Some attributes typically associated with sales effectiveness remain important and probably will be for some time. Building relationships, for example, is something even the most advanced predictive algorithm cannot do. Persuasiveness, coupled with social engagement (which we might describe as “personal impact”), is also a major component of selling. As implied in the opening paragraph above, resilience is perhaps most critical of all to sticking it out in competitive sales. The best salesperson loses at least 75% of the time.
Alas, personal impact and resilience are not teachable qualities. There are compensatory techniques that can be conveyed through training and coaching, but both psychometric research and practical experience show that such techniques are rarely sustainable in sales. If you work against your intrinsic motivations, like cold-calling when you are socially reserved and lack self-assurance for example, you are likely to burn out sooner rather than later.
So let us assume we’re addressing salespeople who already display personal impact, are adept at relationship building, and can rebound from rejection. How can they adapt in a sales environment where information technology has empowered customers as never before? By demonstrating the fourth common success factor revealed by psychometric research: curiosity.
In measuring the personality drivers of successful salespeople across multiple industries, we have found that “information seeking” is a quality shared among many top performers. We’re not talking about following a sales script or asking basic qualifying questions. Information seekers are naturally curious about people and things. Information seekers are not dismissive of new ideas and input, either, and they are open to others’ perspectives and experiences. Your grumpy uncle who reflexively thinks anything that does not interest him is a stupid waste of time? Not an information seeker. Maybe he did great in insurance sales thirty or forty years ago, but he’d find a very different environment today.
How does information-seeking lead to sales effectiveness? Now that’s a question for curious people! The folks who bailed on this piece after reading the previous paragraph—because they reflexively dismissed the concept—were not information seekers either. Let’s explore the answer without them.
Information seeking supports sales success because it redirects the conversation. The customer did the research and already has the specs on hand and prices in mind. They think they are in control. When you start asking questions—meaningful, probing questions they weren’t expecting—the information you elicit gets them thinking and rethinking, perhaps about potentialities they overlooked. You’re showing them that you have a whole level of understanding they hadn’t imagined, giving you instant credibility. Now they’re more receptive to the message you intended to convey all along.
Information seeking doesn’t always manifest in the form of overt questions. It could be quiet observation, or it could be collecting seemingly irrelevant data that you process in the back of your mind. It could be simple environmental scanning. Salespeople who are open to such inputs are the ones who, once the clues coalesce in their minds, find the right button to push or notice hidden opportunities that turn a minor sale into a major one.
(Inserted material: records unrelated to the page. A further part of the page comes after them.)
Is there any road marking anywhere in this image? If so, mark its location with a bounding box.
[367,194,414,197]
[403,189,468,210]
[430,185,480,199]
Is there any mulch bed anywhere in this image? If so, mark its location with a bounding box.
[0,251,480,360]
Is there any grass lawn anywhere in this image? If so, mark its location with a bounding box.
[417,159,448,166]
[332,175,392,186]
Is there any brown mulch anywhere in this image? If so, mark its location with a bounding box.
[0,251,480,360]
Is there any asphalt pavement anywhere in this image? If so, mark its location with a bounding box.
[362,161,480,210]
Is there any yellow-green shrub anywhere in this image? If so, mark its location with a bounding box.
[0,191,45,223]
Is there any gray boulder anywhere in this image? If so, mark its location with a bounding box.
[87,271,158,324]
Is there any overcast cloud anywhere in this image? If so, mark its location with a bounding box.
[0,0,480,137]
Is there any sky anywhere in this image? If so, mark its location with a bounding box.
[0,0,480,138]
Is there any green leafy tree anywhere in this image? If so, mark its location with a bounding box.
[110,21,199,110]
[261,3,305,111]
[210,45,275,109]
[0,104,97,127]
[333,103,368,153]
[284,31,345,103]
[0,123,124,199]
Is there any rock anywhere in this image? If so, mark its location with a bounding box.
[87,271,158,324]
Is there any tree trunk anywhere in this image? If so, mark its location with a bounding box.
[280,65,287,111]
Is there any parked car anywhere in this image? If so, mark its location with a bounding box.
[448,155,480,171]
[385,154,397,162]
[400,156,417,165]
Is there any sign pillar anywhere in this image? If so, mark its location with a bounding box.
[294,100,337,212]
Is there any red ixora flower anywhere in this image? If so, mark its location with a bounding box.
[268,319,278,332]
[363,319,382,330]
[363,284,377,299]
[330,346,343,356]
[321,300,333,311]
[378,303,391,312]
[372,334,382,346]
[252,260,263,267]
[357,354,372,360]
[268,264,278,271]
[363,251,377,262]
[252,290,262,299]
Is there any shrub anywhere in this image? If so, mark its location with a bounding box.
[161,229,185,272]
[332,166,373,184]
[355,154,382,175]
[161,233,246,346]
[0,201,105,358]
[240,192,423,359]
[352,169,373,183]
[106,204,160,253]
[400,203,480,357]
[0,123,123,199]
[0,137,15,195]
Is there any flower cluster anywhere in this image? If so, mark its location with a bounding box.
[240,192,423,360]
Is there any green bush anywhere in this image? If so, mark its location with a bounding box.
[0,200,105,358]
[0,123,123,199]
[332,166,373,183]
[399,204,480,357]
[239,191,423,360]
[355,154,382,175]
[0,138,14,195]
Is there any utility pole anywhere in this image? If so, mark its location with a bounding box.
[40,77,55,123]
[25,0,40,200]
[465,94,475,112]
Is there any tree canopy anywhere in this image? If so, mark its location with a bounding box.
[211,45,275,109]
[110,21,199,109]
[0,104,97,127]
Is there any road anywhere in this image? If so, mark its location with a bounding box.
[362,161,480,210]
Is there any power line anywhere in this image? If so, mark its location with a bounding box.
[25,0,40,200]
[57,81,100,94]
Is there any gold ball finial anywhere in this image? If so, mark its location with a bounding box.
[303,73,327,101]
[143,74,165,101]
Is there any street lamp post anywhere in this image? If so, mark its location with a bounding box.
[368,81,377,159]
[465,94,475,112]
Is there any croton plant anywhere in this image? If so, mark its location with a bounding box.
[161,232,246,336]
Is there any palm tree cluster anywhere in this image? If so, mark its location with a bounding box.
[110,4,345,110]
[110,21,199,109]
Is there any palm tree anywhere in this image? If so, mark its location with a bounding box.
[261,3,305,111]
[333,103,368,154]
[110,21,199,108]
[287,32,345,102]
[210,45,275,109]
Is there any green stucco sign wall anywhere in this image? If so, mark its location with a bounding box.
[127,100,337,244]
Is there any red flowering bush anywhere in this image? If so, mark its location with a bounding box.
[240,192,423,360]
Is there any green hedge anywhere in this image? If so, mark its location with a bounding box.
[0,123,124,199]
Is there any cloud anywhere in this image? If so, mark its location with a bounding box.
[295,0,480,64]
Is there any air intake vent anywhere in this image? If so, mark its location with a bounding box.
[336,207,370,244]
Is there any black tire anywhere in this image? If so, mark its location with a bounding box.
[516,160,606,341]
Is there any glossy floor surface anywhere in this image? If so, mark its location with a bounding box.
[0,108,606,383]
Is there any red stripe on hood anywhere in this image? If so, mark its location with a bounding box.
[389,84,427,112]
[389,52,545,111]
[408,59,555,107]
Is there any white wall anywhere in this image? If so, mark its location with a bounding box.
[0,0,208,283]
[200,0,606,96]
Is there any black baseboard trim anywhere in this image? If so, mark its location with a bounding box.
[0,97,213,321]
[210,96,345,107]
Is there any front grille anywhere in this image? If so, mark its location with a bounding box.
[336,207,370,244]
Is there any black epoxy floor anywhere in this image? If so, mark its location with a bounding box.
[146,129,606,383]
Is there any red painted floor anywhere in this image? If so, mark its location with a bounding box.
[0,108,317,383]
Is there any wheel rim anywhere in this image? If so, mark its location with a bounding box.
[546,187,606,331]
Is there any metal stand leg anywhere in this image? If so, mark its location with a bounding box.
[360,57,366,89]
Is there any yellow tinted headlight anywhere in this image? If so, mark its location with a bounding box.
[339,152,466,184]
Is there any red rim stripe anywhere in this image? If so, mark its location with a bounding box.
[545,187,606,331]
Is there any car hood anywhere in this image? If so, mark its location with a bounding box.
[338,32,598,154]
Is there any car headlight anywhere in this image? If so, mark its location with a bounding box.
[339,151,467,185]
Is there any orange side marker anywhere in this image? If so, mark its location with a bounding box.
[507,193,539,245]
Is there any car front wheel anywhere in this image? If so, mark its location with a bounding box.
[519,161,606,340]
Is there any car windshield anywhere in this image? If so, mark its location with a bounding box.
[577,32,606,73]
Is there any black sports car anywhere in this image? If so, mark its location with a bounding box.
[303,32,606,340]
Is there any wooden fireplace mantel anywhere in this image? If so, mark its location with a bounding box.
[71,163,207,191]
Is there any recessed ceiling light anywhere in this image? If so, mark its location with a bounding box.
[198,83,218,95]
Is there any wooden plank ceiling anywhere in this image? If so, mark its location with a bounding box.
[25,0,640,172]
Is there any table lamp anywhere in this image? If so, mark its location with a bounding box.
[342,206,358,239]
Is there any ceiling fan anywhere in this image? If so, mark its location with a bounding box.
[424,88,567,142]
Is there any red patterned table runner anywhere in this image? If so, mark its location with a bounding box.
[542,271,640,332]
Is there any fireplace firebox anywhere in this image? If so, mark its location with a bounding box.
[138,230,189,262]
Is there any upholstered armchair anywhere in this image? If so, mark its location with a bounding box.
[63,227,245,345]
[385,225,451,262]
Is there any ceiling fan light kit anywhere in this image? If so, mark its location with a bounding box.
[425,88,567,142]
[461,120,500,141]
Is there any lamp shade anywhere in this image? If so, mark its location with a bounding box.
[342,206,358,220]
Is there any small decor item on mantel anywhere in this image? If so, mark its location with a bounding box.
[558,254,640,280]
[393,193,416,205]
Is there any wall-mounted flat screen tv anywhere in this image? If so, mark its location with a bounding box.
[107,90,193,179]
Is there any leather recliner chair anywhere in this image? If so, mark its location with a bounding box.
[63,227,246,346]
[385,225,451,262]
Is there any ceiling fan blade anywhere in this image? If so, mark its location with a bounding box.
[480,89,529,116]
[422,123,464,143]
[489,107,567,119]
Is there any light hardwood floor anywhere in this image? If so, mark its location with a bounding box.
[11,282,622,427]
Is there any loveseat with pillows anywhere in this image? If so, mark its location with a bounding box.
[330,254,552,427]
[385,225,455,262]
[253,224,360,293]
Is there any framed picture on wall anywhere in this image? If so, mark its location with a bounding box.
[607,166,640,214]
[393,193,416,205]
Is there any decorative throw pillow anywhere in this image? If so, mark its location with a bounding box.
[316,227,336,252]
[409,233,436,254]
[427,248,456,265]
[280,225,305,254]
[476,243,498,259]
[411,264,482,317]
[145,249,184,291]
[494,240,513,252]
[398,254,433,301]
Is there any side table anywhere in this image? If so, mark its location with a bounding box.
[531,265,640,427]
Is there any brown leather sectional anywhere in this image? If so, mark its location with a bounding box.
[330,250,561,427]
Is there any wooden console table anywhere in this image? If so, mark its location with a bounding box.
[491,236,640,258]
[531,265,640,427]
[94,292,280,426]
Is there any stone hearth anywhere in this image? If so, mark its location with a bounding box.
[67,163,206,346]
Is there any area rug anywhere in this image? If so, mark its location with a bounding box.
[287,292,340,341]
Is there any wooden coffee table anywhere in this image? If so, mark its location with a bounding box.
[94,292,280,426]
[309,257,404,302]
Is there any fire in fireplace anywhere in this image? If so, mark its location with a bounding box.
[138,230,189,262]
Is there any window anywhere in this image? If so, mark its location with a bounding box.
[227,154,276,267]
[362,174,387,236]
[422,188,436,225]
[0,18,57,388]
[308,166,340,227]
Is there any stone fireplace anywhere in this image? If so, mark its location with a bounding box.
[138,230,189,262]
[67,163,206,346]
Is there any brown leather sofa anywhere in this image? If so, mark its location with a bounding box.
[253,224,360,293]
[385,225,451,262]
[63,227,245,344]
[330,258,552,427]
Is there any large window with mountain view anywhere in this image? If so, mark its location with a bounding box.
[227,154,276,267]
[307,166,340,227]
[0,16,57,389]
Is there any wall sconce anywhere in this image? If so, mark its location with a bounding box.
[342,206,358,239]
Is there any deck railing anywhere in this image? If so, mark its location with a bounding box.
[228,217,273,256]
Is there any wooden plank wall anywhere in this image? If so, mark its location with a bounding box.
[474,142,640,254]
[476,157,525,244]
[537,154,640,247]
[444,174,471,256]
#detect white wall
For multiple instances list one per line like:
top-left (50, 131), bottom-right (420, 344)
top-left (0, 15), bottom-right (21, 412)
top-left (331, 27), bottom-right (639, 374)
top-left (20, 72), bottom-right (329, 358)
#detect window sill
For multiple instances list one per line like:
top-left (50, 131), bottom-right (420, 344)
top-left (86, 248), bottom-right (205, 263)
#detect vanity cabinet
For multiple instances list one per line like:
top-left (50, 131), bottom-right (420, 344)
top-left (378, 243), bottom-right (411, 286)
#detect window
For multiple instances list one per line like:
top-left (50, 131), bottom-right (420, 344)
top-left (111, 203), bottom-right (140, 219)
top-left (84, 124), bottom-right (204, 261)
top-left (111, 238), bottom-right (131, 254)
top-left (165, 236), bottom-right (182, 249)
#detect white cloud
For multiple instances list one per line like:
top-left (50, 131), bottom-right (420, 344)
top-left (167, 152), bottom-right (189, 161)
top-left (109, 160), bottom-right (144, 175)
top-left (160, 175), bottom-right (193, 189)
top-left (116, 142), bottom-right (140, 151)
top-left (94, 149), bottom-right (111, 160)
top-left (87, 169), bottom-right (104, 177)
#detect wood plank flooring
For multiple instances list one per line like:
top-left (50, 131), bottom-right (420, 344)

Contrast that with the “old-school” sales approach, in which the sales representative already has his mind made up about what clients want and need and shuts down any chance of engagement. He might be friendly, persuasive, and resilient to setbacks, but his close-minded, inflexible approach leaves money on the table.
Curiosity in sales isn’t a new thing, of course, but simply an attribute of sales effectiveness that hasn’t always been considered in the applicant-selection process. Recent performance data says it should be. So consider stirring in a little Sherlock Homes with your Glengarry Glen Ross. Or should we call it, perhaps, The Case of the Missing Leads?